Not counting Miranda, the original Tempest had an all-male cross section of humanity, from a King (Alonso of Naples, who connived against Prospero and against whom others now connive), to Stephano and Trinculo, a butler and a clown “red-hot with drinking” (who connive with Caliban to kill Prospero). Ferdinand, prince of Naples, and Miranda come from warring houses. Without Prospero’s magic they could become star-crossed lovers. Ariel and Caliban bookend the gathering, one a sprite, the other, a mannish beast.

Instead of all-male actors — since a young man would have played Miranda in Shakespeare’s day — Old Globe director Joe Dowling expands the social possibilities. Prospero is a woman, “Prospera,” played by Kate Burton. Lizan Mitchell, who is African-American, plays honest old counsellor Gonzala. A multi-racial cast gives The Tempest a 21st century update.

The Prospera idea is not new. Miss Sarah Siddons essayed the role in the early 19th century, as did Sarah Bernhardt and Helen Mirren, who said a woman could play Prospero “without having to change a word.” One of my favorite local productions was the Sean Murray-directed Tempest on the Silver Strand at Coronado, way back when. Linda Castro played Prospera with all her heart.

Dowling’s production also points to the decision. Along the way he fills the stage with theatricality, often reminding us that we are in a theater as well. Or, on Alexander Dodge’s set, backstage in an old warhorse of a house. The second tier could be an Italian villa in decline, or box seats in a balcony. Downstairs, piles of books, some up to six feet, buttress the walls. Frayed theater seats, once red, now a musty pink, face the audience as if we were the play (but isn’t all the world a stage?). Plus heaps of grimy old stuff: parts of wooden chairs, other pokey things. The stage floor is mostly boards, though splotches of sand suggest a beach. If it is a backstage, the dilapidated theater’s “charms” may have long since been “o’erthrown.”

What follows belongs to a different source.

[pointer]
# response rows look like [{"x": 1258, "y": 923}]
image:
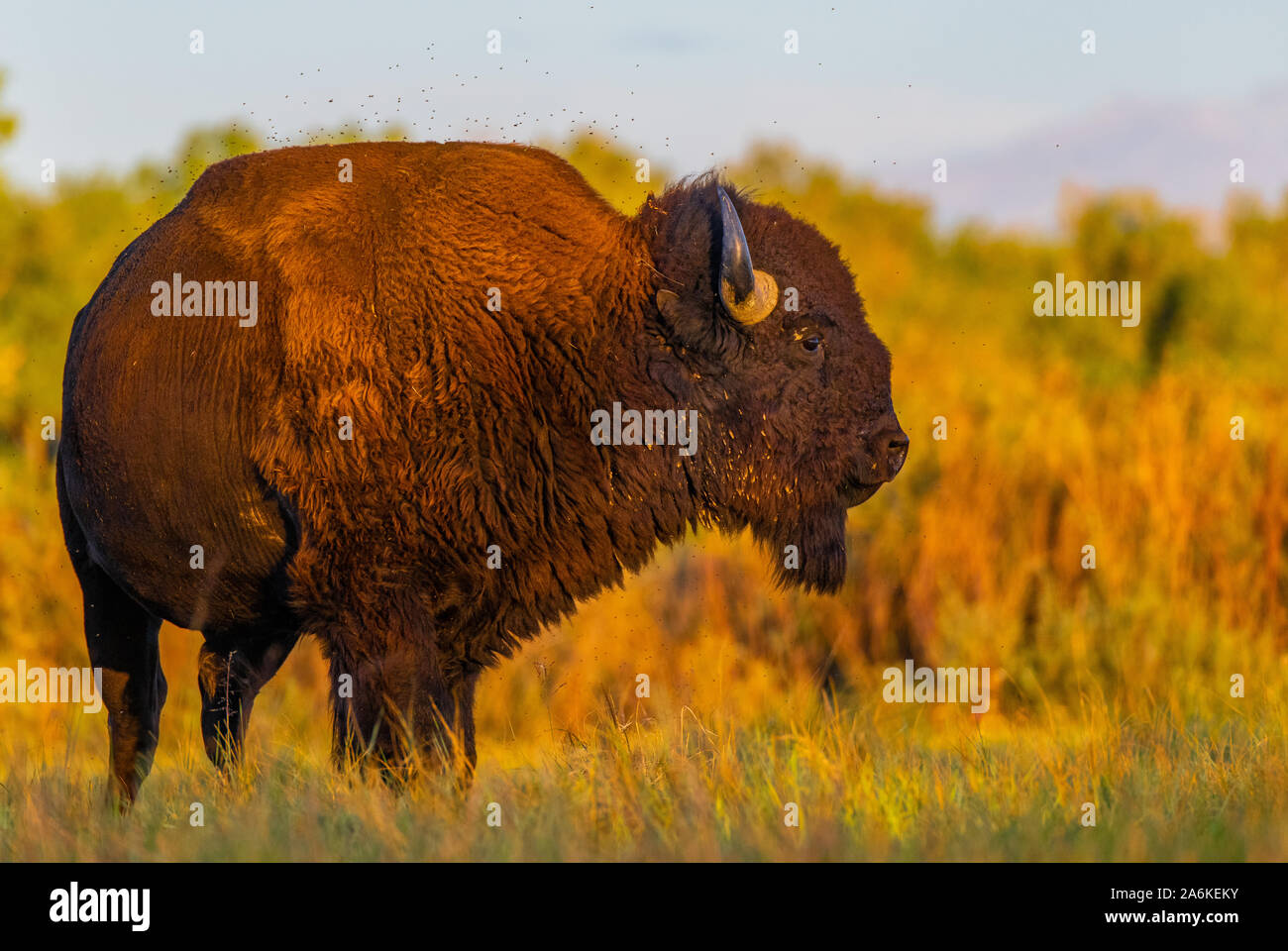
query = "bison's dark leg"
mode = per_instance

The set’s a hybrid of the theatrical and the actual, including radio sound effects for the storm. David Israel Reynoso’s costumess sport a similar mix. Ariel, who can be invisible, wears a neck-to-toe spandex body suit with a galaxy of silver sequins. Silmy green Caliban could be human or the beast from 20,000 fathoms. The others dress from late-Renaissance to the Supremes. It’s as if time and space collapsed, two eras fused, and the play is happening then and now.

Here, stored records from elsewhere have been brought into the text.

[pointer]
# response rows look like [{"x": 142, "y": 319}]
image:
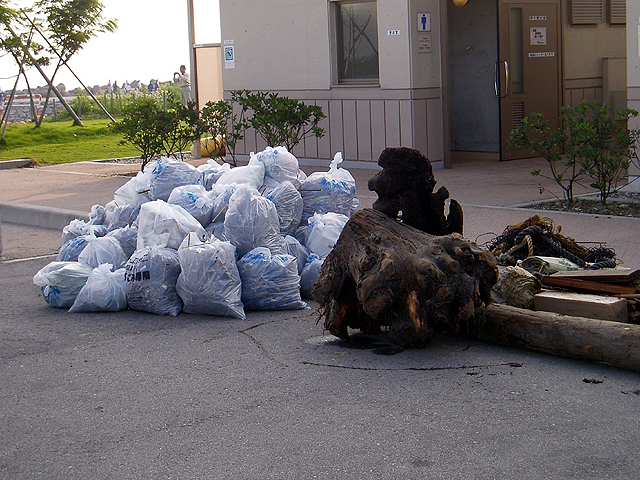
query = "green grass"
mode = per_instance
[{"x": 61, "y": 142}]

Talent in the cast runs deep. And it starts with Robert Foxworth. He plays King Alonso, addled and in as much danger as Prospera — since Antonio (well-spoken Rene Thornton, Jr.,) and Sebastian (conniving Daniel Ian Joeck) want to assassinate him. Completely grounded, vocally rich, alert in every moment, Foxworth gives a master class on acting Shakespeare.

Though Lizan Mitchell should vary her decibels — she mostly shouts — as “Gonzala,” Robert Dorfman and Andrew Weems turn Stephano and Trinculo into an expert comedy team (and Dorfman’s many reactions are a hoot). Nora Carroll and Sam Avishay create an innocent tandem as Miranda and Ferdinand.

Early on opening night, Kate Burton was overly gestural as “Prospera,” extended arms apparently stretching for size. But once she settled in, she played a Prospero/a I’ve never seen before. Although she’s been gravely wronged, Prospera has an innate kindness. Being angry disturbs her, since, even in exile, she isn’t used to it. As the play progresses, the new feeling grows. She treats Miranda with tough love, is harsh to Caliban, and envisions final vengeance. In Burton’s excellent performance, Prospera almost takes on a vehement second nature. Then, in the crucial moment, she stops the cycle of violence —for herself, at least, if not the others.

The Tempest, by William Shakespeare.

Lowell Davies Festival Theatre, Old Globe Theatre, Balboa Park.

Directed by Joe Dowling; cast: Kate Burton, Robert Foxworth, Philippe Bowgen, Nora Carroll, Robert Dorfman, Manoel Feliciano, Sam Avishay, Lizan Mitchell, Andrew Weems, Daniel Ian Joeck, Yadira Correa; scenic design, Alexander Dodge, costumes, David Israel Reynoso, lighting, Phillip S. Rosenberg, sound, Jonathan Deans, original music, Keith Thomas.

Playing through July 22: Tuesday through Sunday at 8 pm.